Aidan was not there yet, but he could see himself frozen at the lectern of Brendan’s funeral, trying to summon the things which should be said as you stare out at your brother’s coffin. Aidan imagined a frozen world outside the mortuary walls. Hardened glaciers in the gorge, swifts dropping from a slate sky like stunned missiles dotting the snow in one long perfect V, pointing south. When they moved the show to the grave at the cemetery, the levers on the coffin would jam and an icicle-faced Father would shrug his shoulders and give his blessing.

Or Aidan could clear his coarse throat and talk of another brother, the one that got away and vaulted a chance at rebirth, because that story might knock some of those fat fucks off their narrow pews. Aidan had a rough idea of how it could go and he chortled to himself alone on the iron bench outside Jackson’s. Carm would laugh, too, he thought, but wouldn’t our stranger in the fur coat need to be there? Wouldn’t he need her to make that bucking bronco picture on the flimsy easel complete?

Aidan practiced a new eulogy to himself.

It was hard to miss the sound of his own red pick-up’s snow tires as they crunched and squeaked their way to a stop outside Jackson’s. The truck jolted the way his father’s truck once did, the one from that fishing trip all those years ago.

“You look like shit!” Carmela yelled as she rolled down the fogged-up window. The truck idled and belched. “Gail’s got rooms. Why’d you stay in this dump?”

Aidan stood up slowly, his muscles screaming. He walked around the pickup and got in.

“Is that my scarf?”

“I like it.”

“You need a shave, Aid. You need to show those sons of bitches what you’re made of today. Where’s that scotch bottle you were sucking on? One shot of that and a shave and you’ll be right as rain.” She drove steady and slow down Second.

“Bottle’s gone. Finished. Hey, I know what I’m made of, Carm.”

“Oh yeah? What’s that?”

“Snips and snails and puppy dog tails,” he said. “Here, Carm. Turn left. I got to check something.”

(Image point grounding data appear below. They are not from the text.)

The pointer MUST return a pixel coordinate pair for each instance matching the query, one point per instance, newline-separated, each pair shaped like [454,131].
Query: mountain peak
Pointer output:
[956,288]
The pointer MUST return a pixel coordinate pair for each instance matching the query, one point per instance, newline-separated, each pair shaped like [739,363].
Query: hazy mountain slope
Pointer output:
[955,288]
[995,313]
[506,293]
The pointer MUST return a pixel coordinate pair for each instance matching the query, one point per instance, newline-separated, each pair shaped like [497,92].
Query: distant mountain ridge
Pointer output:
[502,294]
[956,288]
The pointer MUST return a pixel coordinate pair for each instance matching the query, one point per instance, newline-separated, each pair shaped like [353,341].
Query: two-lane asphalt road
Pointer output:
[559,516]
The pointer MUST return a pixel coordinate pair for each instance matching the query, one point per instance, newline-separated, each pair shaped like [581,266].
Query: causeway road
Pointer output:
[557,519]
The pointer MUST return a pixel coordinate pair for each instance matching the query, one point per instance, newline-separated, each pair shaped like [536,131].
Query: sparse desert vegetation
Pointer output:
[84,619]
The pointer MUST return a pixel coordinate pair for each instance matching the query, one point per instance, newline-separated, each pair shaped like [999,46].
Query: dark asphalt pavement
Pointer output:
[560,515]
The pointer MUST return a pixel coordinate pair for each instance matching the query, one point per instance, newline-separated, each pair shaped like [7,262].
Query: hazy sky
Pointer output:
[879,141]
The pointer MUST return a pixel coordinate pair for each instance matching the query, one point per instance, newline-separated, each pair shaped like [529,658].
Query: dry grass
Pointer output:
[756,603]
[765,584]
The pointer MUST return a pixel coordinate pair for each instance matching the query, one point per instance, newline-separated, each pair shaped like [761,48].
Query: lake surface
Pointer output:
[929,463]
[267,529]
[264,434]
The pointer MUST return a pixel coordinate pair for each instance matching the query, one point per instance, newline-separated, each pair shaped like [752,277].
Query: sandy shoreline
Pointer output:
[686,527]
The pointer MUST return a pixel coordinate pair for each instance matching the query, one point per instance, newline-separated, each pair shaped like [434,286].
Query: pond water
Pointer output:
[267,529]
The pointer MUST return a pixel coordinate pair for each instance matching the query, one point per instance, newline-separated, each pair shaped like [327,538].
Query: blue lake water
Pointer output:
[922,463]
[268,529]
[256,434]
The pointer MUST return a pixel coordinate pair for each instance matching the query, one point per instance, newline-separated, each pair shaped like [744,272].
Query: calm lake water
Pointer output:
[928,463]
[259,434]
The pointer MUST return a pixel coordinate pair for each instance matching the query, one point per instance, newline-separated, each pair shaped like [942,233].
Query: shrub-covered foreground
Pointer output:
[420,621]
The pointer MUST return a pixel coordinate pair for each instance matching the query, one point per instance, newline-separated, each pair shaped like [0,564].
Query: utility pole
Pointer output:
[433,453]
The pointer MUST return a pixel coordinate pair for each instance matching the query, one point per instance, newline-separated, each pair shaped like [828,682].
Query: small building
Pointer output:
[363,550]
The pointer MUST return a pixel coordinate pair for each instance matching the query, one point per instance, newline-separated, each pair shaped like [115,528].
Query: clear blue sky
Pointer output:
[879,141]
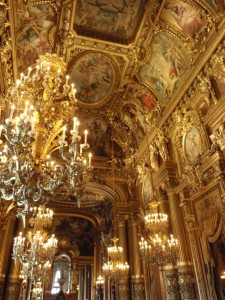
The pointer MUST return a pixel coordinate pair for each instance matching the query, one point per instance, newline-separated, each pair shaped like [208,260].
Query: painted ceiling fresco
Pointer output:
[93,75]
[100,138]
[117,20]
[102,54]
[167,67]
[143,95]
[33,26]
[217,5]
[182,16]
[76,229]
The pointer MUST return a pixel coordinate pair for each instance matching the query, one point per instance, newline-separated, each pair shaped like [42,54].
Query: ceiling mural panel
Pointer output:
[167,67]
[143,95]
[100,138]
[94,77]
[32,29]
[217,5]
[134,118]
[182,16]
[76,229]
[219,87]
[115,20]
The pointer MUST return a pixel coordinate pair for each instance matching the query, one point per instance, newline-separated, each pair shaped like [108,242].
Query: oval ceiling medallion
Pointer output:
[94,77]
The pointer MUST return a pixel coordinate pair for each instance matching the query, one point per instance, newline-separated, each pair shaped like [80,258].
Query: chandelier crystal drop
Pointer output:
[37,157]
[158,248]
[115,268]
[36,250]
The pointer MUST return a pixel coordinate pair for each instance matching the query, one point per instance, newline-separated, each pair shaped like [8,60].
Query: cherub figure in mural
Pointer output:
[206,89]
[131,186]
[154,157]
[87,14]
[188,19]
[176,61]
[125,19]
[162,146]
[135,117]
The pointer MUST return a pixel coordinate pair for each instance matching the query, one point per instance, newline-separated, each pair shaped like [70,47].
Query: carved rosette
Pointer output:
[123,290]
[138,288]
[172,288]
[187,285]
[13,290]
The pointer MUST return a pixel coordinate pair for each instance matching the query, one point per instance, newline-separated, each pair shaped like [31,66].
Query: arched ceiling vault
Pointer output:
[131,61]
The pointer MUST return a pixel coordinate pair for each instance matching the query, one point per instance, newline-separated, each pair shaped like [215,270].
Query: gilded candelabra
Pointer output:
[115,268]
[37,158]
[36,251]
[159,248]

She made the turn without question. “You’re all upside down, Aid. Your daughter’s been asking about you since they got in last night.”

“Turn right here. Why is Beverly upset?”

“Why is she ever upset, Aid? That deadbeat she’s with probably. You even finish your speech?”

“Gonna wing it.”

Carmela spat out the window. “I suppose that’s what he deserves. What can you say about a man like that?”

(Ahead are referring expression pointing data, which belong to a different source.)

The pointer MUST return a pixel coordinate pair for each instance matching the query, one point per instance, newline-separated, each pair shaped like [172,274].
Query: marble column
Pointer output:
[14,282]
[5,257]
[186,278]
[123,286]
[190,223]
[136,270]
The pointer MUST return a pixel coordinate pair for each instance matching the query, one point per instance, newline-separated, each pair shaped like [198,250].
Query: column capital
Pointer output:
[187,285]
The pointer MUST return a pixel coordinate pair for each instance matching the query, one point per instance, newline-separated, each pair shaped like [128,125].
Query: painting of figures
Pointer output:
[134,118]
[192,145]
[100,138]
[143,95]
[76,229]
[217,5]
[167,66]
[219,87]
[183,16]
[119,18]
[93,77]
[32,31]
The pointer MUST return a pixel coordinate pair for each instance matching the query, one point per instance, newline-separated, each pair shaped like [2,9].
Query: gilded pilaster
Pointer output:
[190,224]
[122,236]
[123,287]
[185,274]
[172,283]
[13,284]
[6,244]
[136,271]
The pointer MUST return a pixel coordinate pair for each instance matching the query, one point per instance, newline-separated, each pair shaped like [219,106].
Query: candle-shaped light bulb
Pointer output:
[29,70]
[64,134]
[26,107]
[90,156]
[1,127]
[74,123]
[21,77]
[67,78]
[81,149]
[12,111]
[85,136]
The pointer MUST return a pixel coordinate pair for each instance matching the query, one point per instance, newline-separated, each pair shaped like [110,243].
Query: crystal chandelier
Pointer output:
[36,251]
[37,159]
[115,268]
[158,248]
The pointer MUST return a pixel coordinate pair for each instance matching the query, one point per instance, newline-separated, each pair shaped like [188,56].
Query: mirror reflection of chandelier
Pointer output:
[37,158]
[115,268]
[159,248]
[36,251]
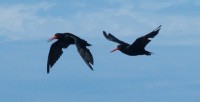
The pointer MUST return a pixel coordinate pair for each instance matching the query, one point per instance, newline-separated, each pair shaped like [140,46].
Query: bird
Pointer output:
[137,47]
[63,41]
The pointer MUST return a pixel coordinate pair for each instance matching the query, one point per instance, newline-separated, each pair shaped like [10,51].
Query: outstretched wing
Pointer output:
[54,54]
[141,42]
[86,55]
[112,38]
[83,51]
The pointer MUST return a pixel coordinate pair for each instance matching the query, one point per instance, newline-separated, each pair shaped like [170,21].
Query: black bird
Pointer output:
[64,40]
[137,47]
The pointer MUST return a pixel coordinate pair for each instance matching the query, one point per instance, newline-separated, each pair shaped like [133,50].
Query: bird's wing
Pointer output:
[86,55]
[83,51]
[54,54]
[113,38]
[141,42]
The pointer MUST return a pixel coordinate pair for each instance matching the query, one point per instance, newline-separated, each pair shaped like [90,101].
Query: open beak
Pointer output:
[54,37]
[115,50]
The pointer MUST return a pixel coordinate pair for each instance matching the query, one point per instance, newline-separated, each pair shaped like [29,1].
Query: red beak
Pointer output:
[114,50]
[54,37]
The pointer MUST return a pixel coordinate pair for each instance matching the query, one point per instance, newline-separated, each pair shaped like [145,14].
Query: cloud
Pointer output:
[17,21]
[127,19]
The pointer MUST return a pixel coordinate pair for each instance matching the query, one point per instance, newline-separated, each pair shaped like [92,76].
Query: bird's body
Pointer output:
[64,40]
[137,47]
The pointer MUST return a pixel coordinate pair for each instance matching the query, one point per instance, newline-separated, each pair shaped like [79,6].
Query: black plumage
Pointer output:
[137,47]
[64,40]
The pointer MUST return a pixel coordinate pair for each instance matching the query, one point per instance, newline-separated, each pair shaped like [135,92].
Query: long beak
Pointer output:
[54,37]
[115,50]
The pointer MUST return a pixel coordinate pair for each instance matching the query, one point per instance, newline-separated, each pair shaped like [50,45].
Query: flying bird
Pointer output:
[137,47]
[64,40]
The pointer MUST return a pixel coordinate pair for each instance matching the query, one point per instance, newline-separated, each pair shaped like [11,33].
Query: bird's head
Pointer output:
[119,47]
[56,36]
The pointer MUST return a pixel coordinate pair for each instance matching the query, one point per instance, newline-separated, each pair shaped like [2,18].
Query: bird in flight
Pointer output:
[137,47]
[63,41]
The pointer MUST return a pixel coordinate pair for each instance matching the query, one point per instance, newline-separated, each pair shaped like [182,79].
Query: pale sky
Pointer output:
[171,74]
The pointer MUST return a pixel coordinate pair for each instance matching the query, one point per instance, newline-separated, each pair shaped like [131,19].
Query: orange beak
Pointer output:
[115,50]
[54,37]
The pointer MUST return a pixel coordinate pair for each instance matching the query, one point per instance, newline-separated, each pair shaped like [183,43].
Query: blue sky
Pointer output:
[169,75]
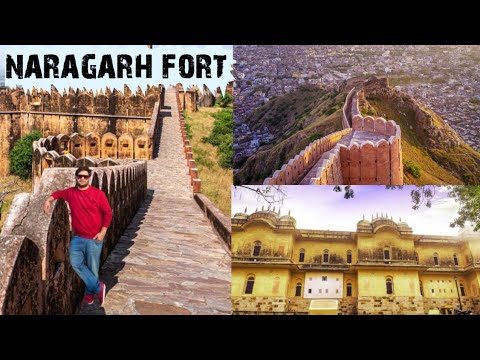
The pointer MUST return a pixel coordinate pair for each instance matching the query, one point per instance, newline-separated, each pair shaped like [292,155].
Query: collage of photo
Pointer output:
[321,180]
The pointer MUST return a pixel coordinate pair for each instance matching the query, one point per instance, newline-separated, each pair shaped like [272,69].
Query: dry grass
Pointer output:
[23,186]
[216,181]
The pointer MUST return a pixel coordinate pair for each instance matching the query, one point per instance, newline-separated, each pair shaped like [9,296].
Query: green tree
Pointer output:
[21,155]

“Not much Father Ryerson’s going to let me say. I have something else in mind.”

“Where are we going?”

“Pull into the Lodger for a minute.”

“Why?”

“Just do it, Carm.”

She turned the car and the back wheels jangled a bit on ice before straightening out. On instinct, Aidan craned his neck to make sure nothing had shaken loose from the cab in back. It was empty but for a bed of snow. Carmela put the truck in park and they sat idling in the lot.

“Is it those visions again? Have you been seeing things?”

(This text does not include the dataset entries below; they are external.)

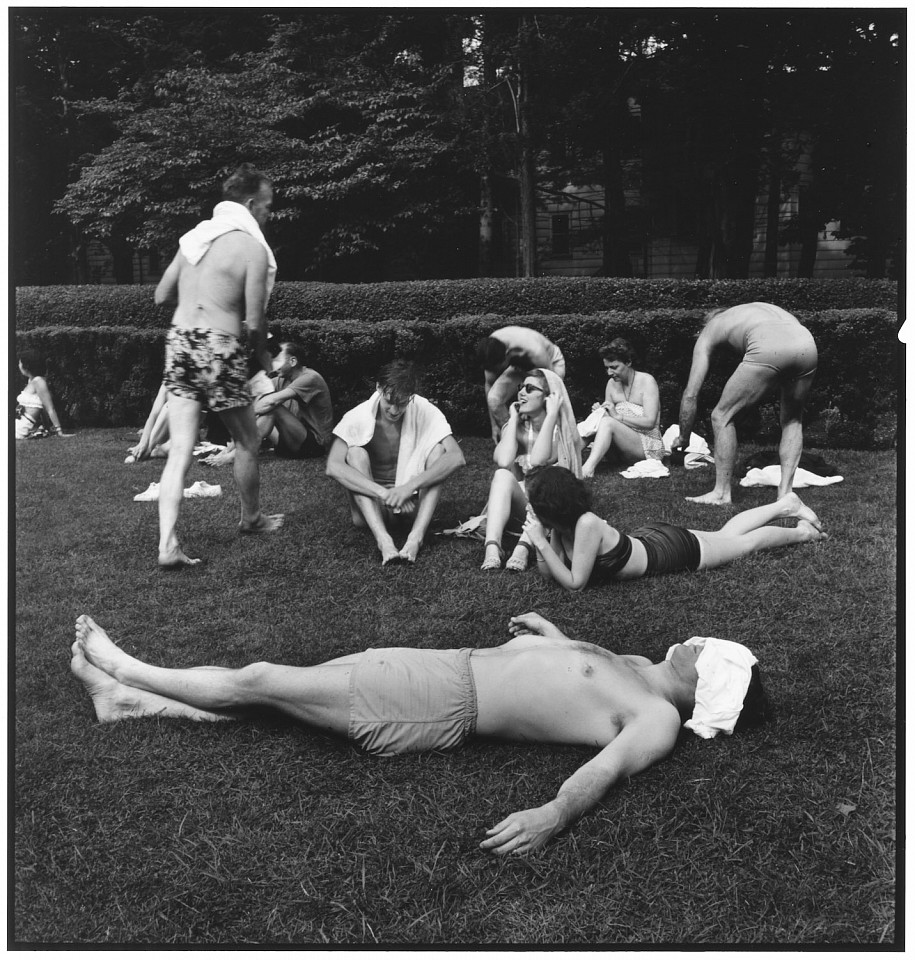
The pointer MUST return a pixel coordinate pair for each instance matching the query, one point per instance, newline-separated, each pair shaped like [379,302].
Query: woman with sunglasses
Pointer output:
[540,430]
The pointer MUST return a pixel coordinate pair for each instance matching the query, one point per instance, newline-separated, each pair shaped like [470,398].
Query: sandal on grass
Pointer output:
[493,563]
[520,559]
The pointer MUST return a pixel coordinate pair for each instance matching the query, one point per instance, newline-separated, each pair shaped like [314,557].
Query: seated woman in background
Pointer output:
[630,425]
[585,550]
[540,430]
[35,400]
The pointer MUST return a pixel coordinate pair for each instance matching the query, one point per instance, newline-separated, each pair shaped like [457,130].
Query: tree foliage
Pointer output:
[390,132]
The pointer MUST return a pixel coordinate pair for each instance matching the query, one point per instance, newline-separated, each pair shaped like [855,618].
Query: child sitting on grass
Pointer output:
[585,550]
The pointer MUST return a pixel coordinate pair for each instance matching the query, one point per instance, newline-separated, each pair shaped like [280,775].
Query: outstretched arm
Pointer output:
[640,744]
[702,353]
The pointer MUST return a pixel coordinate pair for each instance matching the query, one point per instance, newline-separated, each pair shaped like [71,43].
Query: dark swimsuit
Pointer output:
[670,549]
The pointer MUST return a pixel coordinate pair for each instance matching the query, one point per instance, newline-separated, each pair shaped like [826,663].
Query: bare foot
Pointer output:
[797,508]
[112,700]
[410,550]
[811,533]
[266,523]
[715,499]
[98,648]
[177,560]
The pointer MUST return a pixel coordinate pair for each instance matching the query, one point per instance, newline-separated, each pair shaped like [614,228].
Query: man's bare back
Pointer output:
[736,325]
[543,689]
[211,293]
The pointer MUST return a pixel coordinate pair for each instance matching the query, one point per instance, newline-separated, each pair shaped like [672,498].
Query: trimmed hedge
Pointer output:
[436,300]
[106,375]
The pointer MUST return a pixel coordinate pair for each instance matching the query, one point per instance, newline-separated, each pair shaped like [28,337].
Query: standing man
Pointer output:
[219,282]
[777,350]
[391,454]
[507,355]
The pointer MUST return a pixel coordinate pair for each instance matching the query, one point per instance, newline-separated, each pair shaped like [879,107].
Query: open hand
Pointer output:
[522,832]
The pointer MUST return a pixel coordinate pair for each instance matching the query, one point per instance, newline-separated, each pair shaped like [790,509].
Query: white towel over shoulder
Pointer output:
[424,425]
[227,216]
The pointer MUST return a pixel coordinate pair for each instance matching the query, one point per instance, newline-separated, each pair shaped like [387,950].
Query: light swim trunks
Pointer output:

Aidan stared at the SUV from Oklahoma and the lit, curtained room beyond it. Nothing stirred in the corner window but a single shadow which dimmed the lamplight as it moved. He waited for a door to fling open, for the same flock of swifts to fly at him and splinter off, searching for grubs beneath the fallow fields of snow, all those acres of white draining into the canyon. How he wanted to fly there with them. But the motel door stood strong and still on its hinges. No birds came.

Aidan sat blinking and breathless, quiet as the canyon, and waited for the shadow to stir again.